EPPO Global Database

EPPO Reporting Service no. 10 - 2000 Num. article: 2000/162

Strawberry green petal and lethal yellows diseases are associated with Phytoplasma australiense


Strawberry lethal yellows phytoplasma (EPPO Alert List) is associated with a severe decline of strawberry (see EPPO RS 98/171). This disease is reported in New Zealand and Australia. In New Zealand, it has been found that the strawberry lethal yellows phytoplasma was related to, or identical with, phytoplasmas associated with phormium yellow leaf disease, Australian grapevine yellows (the phytoplasma associated with this disease has been designated Candidatus Phytoplasma australiense) and papaya dieback. Strawberries can be affected by a number of phytoplasma diseases, including green petal. Green petal disease occurs sporadically in Europe, North America and Australia, and symptoms (green petals) are usually less severe than those of strawberry lethal yellows. A recent Australian study was carried out on strawberry plants showing symptoms of green petal (3 plants) and lethal yellows diseases (8 plants) using molecular techniques (RFLP analysis of 16S rRNA gene and adjacent spacer region, and sequence comparison). Results showed that the phytoplasmas detected in strawberry plants with green petal and lethal yellows diseases were indistinguishable and were most closely related to P. australiense. The authors noted that this also supports the view that strawberry lethal yellows diseases are caused by the same phytoplasma in New Zealand and in Australia.
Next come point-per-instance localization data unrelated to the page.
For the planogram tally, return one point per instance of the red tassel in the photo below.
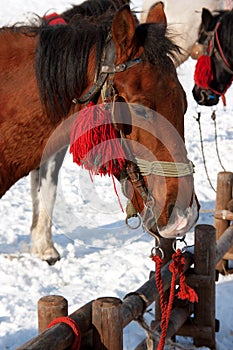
(203, 74)
(95, 143)
(177, 267)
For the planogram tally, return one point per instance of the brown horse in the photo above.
(137, 65)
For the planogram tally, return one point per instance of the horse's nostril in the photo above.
(170, 210)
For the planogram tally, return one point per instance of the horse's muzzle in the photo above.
(205, 97)
(180, 222)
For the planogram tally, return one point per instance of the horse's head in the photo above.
(161, 184)
(205, 33)
(127, 64)
(213, 73)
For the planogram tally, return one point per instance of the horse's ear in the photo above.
(156, 14)
(206, 18)
(123, 30)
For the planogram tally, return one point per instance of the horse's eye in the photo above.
(141, 111)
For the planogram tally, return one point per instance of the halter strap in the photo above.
(162, 168)
(106, 68)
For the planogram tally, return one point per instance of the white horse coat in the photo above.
(184, 19)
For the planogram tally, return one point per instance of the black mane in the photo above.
(63, 52)
(225, 33)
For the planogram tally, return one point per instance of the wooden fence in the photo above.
(201, 325)
(224, 215)
(196, 321)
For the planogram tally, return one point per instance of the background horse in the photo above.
(217, 64)
(141, 72)
(184, 19)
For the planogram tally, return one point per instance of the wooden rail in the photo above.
(201, 327)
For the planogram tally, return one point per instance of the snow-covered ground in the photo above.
(100, 256)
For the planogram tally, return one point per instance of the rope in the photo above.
(185, 292)
(202, 150)
(160, 168)
(213, 117)
(75, 328)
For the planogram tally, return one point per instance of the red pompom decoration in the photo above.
(203, 74)
(95, 143)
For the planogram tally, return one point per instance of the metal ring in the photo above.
(154, 253)
(136, 226)
(181, 239)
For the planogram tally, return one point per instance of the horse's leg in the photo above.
(43, 192)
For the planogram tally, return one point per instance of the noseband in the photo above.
(135, 168)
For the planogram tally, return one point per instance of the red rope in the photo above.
(75, 328)
(186, 292)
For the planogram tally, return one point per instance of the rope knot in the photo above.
(177, 267)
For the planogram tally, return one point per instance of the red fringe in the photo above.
(57, 19)
(95, 143)
(203, 74)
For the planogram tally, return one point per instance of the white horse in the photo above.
(184, 19)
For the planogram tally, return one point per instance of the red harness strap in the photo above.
(75, 328)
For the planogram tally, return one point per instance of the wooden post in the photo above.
(204, 265)
(107, 324)
(49, 308)
(167, 247)
(223, 197)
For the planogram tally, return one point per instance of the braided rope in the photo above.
(160, 168)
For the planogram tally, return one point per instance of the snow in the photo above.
(100, 256)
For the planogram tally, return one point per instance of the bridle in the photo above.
(135, 168)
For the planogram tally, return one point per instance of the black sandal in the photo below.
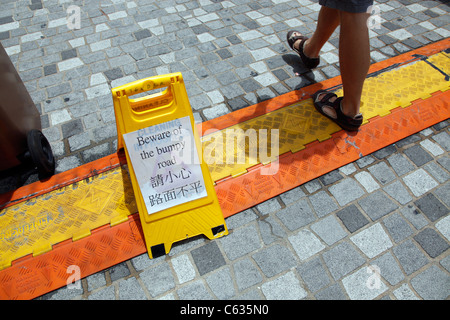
(310, 63)
(345, 122)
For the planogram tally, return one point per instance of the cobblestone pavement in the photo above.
(385, 214)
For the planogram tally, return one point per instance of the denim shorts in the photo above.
(355, 6)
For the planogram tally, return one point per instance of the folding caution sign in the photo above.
(174, 191)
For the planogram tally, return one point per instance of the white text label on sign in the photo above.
(166, 164)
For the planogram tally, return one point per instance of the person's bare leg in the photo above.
(354, 59)
(326, 24)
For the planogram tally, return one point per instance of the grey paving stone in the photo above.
(342, 259)
(445, 162)
(377, 205)
(432, 284)
(346, 191)
(240, 242)
(446, 263)
(333, 292)
(444, 227)
(246, 274)
(221, 284)
(158, 279)
(130, 289)
(397, 227)
(208, 258)
(443, 139)
(285, 287)
(397, 191)
(410, 257)
(433, 244)
(330, 177)
(119, 271)
(306, 244)
(274, 260)
(297, 215)
(322, 203)
(389, 268)
(96, 281)
(352, 218)
(385, 152)
(240, 219)
(414, 216)
(329, 230)
(292, 196)
(382, 173)
(400, 164)
(269, 206)
(431, 207)
(372, 241)
(271, 230)
(360, 286)
(194, 291)
(437, 172)
(418, 155)
(367, 181)
(314, 274)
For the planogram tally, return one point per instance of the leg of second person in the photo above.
(354, 59)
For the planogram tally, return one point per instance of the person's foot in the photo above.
(297, 42)
(331, 111)
(330, 105)
(306, 48)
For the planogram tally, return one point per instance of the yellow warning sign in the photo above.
(174, 191)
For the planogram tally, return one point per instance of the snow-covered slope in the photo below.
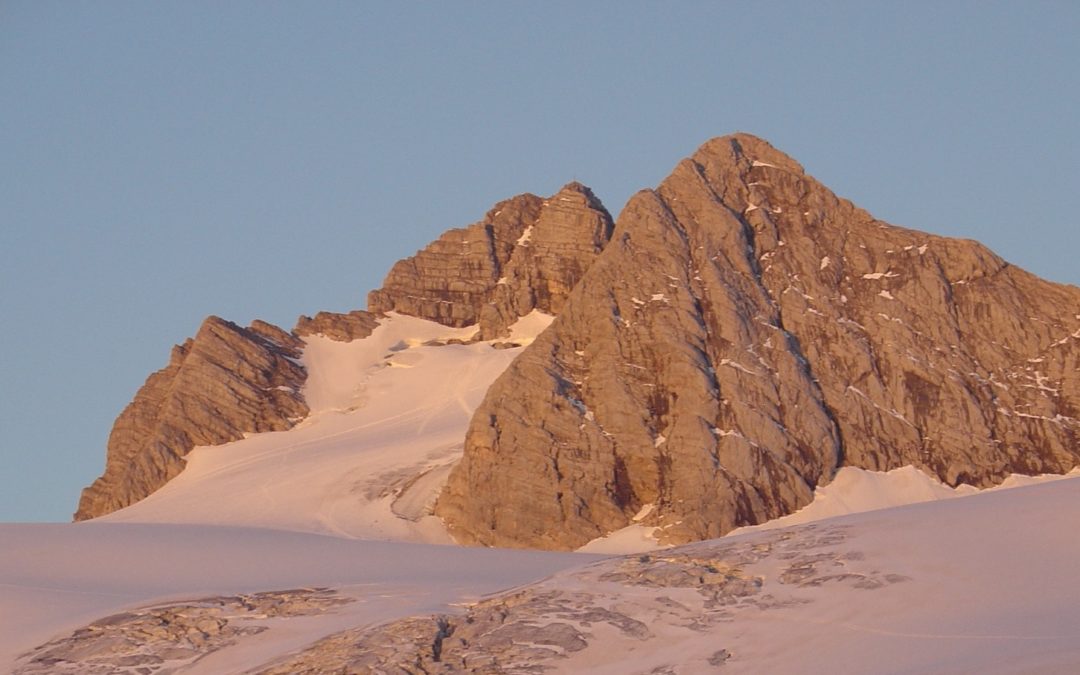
(56, 578)
(976, 584)
(980, 584)
(388, 418)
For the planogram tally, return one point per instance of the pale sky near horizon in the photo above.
(164, 161)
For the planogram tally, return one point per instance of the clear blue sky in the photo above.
(163, 161)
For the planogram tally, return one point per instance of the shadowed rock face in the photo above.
(527, 253)
(224, 382)
(743, 335)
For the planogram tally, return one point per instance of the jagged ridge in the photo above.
(744, 335)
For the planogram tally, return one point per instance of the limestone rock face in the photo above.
(226, 381)
(744, 334)
(354, 325)
(527, 253)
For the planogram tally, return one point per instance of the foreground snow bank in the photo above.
(851, 490)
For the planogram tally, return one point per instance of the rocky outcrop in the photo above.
(527, 253)
(223, 383)
(354, 325)
(746, 333)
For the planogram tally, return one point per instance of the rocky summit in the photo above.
(746, 333)
(736, 337)
(224, 382)
(527, 254)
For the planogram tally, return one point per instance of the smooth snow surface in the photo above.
(982, 584)
(851, 490)
(388, 419)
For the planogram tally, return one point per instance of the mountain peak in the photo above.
(747, 334)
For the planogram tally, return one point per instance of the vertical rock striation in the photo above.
(746, 333)
(224, 382)
(527, 253)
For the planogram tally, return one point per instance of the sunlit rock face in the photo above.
(743, 335)
(226, 381)
(527, 253)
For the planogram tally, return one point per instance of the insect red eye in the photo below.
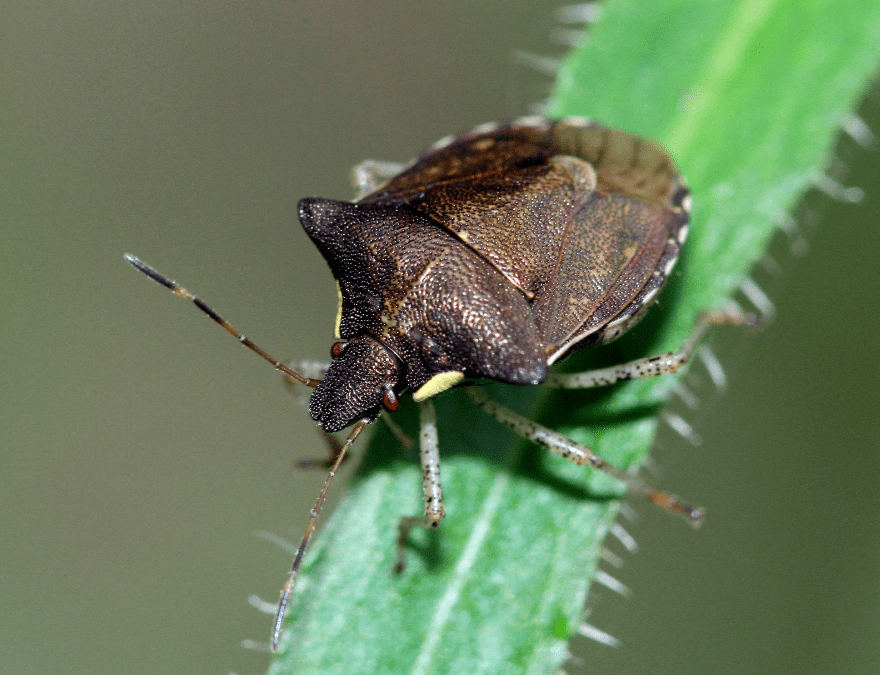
(390, 401)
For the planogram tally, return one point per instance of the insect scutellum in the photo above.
(495, 254)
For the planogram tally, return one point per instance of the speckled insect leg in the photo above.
(371, 173)
(650, 366)
(429, 454)
(582, 455)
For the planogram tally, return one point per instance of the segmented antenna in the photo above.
(183, 293)
(287, 591)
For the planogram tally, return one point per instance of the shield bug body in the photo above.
(492, 256)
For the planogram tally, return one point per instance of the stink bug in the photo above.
(492, 256)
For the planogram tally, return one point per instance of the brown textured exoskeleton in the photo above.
(495, 254)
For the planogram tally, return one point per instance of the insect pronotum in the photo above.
(492, 256)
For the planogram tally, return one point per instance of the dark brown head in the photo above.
(360, 383)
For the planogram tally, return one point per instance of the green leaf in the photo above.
(749, 97)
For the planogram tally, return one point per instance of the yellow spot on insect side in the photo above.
(338, 313)
(440, 382)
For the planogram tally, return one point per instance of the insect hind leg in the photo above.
(582, 455)
(429, 455)
(651, 366)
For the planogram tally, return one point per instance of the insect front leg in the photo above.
(581, 455)
(650, 366)
(429, 454)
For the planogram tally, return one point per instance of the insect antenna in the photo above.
(287, 591)
(183, 293)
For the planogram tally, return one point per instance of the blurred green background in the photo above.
(140, 447)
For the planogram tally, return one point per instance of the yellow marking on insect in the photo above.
(440, 382)
(338, 324)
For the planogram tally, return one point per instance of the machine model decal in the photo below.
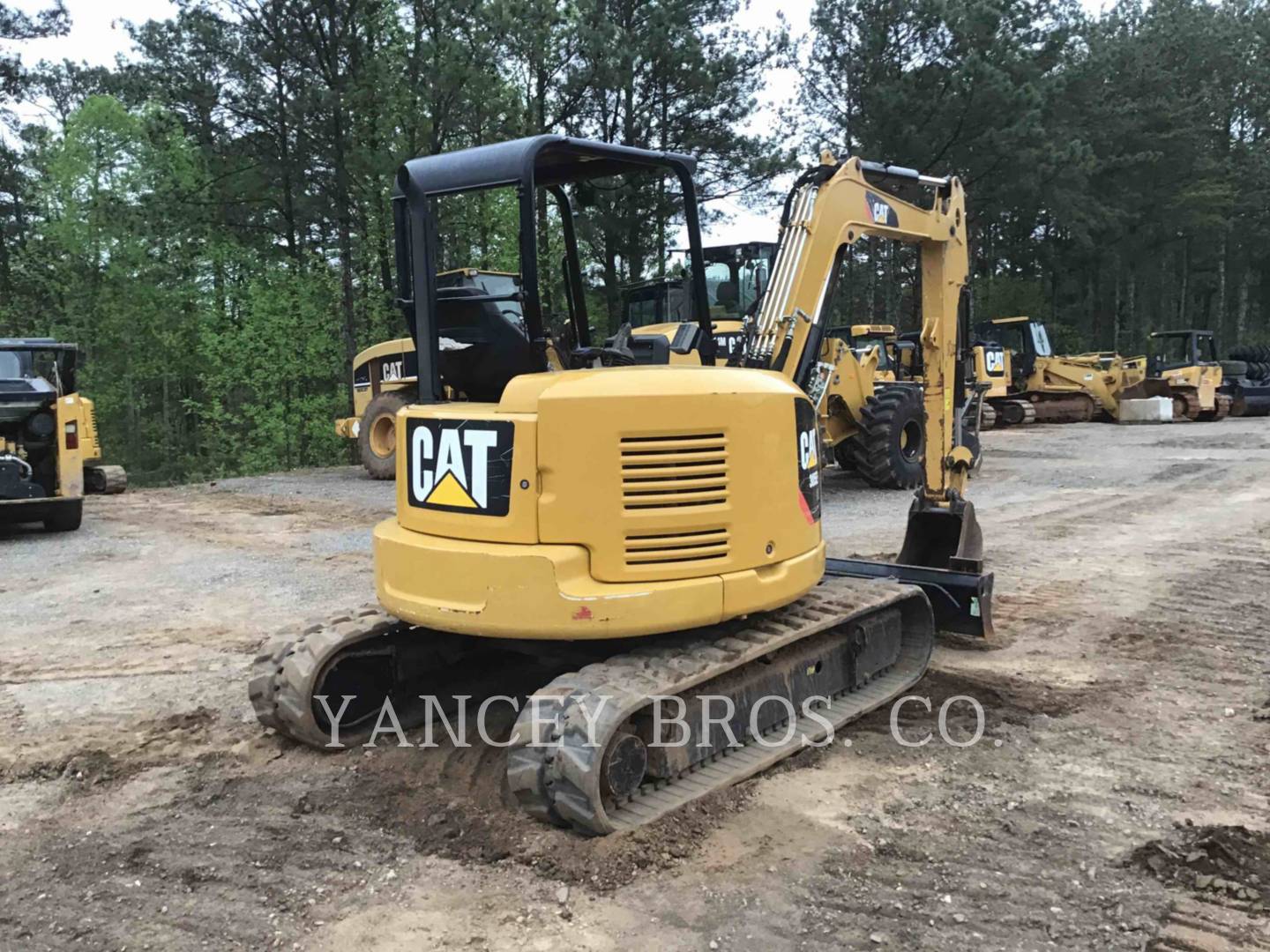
(729, 343)
(460, 466)
(808, 458)
(392, 368)
(880, 211)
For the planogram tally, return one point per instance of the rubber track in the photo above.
(1064, 409)
(1027, 410)
(557, 778)
(1221, 409)
(286, 671)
Many questions are raised by this study. As green petal disease occurs in other parts of the world, the geographical distribution of P. australiense which was previously considered as endemic to New Zealand and Australia, may need to be revised. The fact that the same phytoplasma was associated with two distinct diseases in strawberry cannot yet be explained (cultivar susceptibility, environmental conditions, disease progression?). The authors thought that mixed infections with other phytoplasmas could perhaps explain differences in symptomatology, but this hypothesis could not be verified. In particular, another lethal yellows in Australia has been associated with rickettsia-like bacteria [EPPO note: this disease was described in 1979 and nothing has been published on it since; its status is distinctly doubtful]. But in the present study, no rickettsia-like bacteria were found in diseased strawberry plants testing positive for P. australiense. More studies on a larger number of plants are needed to try to better understand the etiology and the epidemiology of these strawberry diseases.

Sources

Padovan, A.; Gibb, K.; Persley, D. (2000) Association of ‘Candidatus Phytoplasma australiense’ with green petal and lethal yellows diseases in strawberry.
Plant Pathology, 49(3), 362-369.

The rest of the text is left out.